Table 2 presents adherence and interdose interval (IDI) data for feasibility study participants. IDI refers to the time between medications taken as quantified by cap openings. Both the mean and the standard deviation of IDI are indices of consistency of medication taking. Participants’ original (i.e., nonwireless) and wireless MEMS data were fairly comparable. Mean early adherence for the first 3-month post-transplant with the nonwireless MEMS was 98 % (±2.2 %), with mean IDI in medication taking of 11.8 h (±0.5). The mean nonwireless IDI s.d. was 2.8 h (±1.4). Maximum intervals during the monitored period are also presented. For the wireless MEMS, the mean adherence calculated by the MEMS software on a daily basis was 97.7 % (±3.2 %), with a mean IDI of 12.2 h (±0.5) and IDI s.d. of 2.25 h (±1.3).

Table 2.

Renal recipients’ medication adherence and interdose intervals: sequential nonwireless and wireless MEMS caps summaries by participant

Participant/cap Length in days Age at transplant Adherence % Nonwireless/wireless Interdose interval in hours Men Nonwireless/wireless Interdose interval in hoursS.D. Nonwireless/wireless Interdose interva maximum hours Nonwireless/ /wireless
1 Nonwireless 147 31 97 10.43 3.83 47.85
1 Wireless 280 99 12.05 1.54 24.17
2 Nonwireless 185 35 100 11.95 1.34 23.92
2 Wireless 197 99.3 11.91 2.35 26.02
3 Nonwireless 178 42 97.2 12.18 2.52 25.35
3 Wireless 182 99.7 12.02 1.27 23.97
4 Nonwireless 181 68 100 11.82 1.68 23.58
4 Wireless 141 99 12.11 1.53 24.28
5 Nonwireless 280 55 99.4 12.08 2.12 24.88
5 Wireless 102 98 12.14 2.02 24.35
6 Nonwireless 141 43 94.0 12.61 5.11 48.63
6 Wireless 275 91.2 13.15 4.79 35.93

Note: MEMS proprietary software analyzed continuous dosing records for each patient to provide overall rates of adherence based on cap openings on a given day with days defined as beginning at 3:00 am. Further descriptions of the protocol for calculating adherence are reported in references [9, 45]

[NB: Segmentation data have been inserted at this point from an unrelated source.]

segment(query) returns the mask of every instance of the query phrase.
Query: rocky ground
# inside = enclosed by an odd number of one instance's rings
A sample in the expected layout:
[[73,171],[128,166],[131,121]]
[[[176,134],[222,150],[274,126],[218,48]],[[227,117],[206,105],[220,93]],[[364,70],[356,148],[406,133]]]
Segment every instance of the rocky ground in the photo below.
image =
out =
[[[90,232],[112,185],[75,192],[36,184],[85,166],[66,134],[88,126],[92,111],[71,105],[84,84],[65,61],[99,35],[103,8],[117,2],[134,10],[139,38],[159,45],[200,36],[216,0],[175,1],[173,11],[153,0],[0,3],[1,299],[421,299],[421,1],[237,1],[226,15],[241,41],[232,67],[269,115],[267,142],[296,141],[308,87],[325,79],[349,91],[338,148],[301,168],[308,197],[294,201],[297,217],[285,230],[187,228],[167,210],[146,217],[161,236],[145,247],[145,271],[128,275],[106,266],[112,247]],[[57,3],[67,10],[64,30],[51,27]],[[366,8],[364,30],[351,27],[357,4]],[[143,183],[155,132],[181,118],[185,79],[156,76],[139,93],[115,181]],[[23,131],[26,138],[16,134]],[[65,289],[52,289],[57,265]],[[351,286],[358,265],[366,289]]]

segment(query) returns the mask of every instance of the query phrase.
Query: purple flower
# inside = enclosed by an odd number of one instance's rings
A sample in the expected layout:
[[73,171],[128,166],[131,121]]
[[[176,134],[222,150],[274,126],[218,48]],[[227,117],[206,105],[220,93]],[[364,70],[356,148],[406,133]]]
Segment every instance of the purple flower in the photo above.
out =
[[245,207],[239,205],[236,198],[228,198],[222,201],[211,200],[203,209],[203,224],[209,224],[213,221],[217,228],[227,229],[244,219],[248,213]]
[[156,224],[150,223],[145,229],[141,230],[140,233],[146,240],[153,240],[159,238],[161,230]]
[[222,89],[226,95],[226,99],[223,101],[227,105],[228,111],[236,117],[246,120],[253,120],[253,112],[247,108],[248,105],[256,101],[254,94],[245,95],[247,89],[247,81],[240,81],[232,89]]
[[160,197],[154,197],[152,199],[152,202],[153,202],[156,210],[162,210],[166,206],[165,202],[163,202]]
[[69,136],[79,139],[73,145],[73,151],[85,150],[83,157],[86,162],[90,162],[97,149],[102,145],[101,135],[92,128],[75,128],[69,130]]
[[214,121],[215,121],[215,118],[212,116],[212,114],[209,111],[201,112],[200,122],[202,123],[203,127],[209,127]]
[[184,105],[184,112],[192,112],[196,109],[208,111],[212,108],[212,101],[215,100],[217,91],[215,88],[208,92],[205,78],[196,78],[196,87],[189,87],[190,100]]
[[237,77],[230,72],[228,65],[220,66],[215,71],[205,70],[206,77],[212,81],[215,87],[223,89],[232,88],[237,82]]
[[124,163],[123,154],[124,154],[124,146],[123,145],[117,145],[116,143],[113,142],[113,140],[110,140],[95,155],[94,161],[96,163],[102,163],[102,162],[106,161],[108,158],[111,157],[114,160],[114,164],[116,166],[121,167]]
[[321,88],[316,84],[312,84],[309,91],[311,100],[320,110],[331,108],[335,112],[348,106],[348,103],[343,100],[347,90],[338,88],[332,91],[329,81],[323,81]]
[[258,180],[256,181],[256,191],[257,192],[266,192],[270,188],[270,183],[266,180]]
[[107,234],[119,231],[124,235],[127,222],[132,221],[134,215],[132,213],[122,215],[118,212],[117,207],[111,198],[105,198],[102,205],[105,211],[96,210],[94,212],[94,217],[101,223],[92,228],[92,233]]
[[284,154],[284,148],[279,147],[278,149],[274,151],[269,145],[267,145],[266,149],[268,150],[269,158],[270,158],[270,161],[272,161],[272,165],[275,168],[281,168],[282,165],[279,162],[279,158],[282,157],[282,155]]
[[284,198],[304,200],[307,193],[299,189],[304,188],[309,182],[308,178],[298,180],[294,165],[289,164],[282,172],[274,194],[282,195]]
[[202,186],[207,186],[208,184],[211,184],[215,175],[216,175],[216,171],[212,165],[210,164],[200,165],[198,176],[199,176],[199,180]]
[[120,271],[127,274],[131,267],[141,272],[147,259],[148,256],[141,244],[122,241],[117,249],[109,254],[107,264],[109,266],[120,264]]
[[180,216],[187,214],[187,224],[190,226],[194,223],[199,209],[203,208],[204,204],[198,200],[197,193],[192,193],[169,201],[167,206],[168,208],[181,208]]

Figures 2 and 3 present qualitative and quantitative data from two participants. Participant #1 (in Table 2) generated nearly perfectly consistent MA (Fig. 2). The calendar and time plots revealed just two missed doses over the monitored 280-day period, an adherence level >99 %.

Figure 3 presents calendar and time plots of participant #6 (in Table 2) whose data were variable over a 486-day monitoring period in which 8.8 % of doses were not recorded as having been taken on time. This participant acknowledged using an idiosyncratic system of keeping morning medication out of the MEMS-monitored vial “twisting” the cap at home, but actually taking the medication upon arrival at work. This approach undermined the ability of the system to track actual medication use. It generated data similar to patterns of lower MA. The case illustrates the importance of adhering to EMD protocols as directed to generate reliable, interpretable data. The modification complicated the protocol, confounding understanding of MA, and precluding definite verification of MA.

Participants uniformly found the wireless system preferable to the nonwireless system. All six found the LCD display to be helpful in tracking their most recent doses. For example, one described waking up during the night, worried that she had missed her last dose. She viewed the cap display to confirm that she indeed had taken it. Participants appreciated receiving their personal summary data every few weeks, especially toward the beginning of this pilot. Five participants were “very” and one was “somewhat likely” to recommend the wireless MEMS cap to others.

All participants indicated that it was feasible to ask research participants to use wireless caps for at least 1 year, with most reporting feasibility for longer periods. Three thought that they would be likely to use the wireless MEMS if it were available beyond the study. At their request, they continued using it beyond the first anniversary of their transplant because they found it helpful in maintaining their adherence.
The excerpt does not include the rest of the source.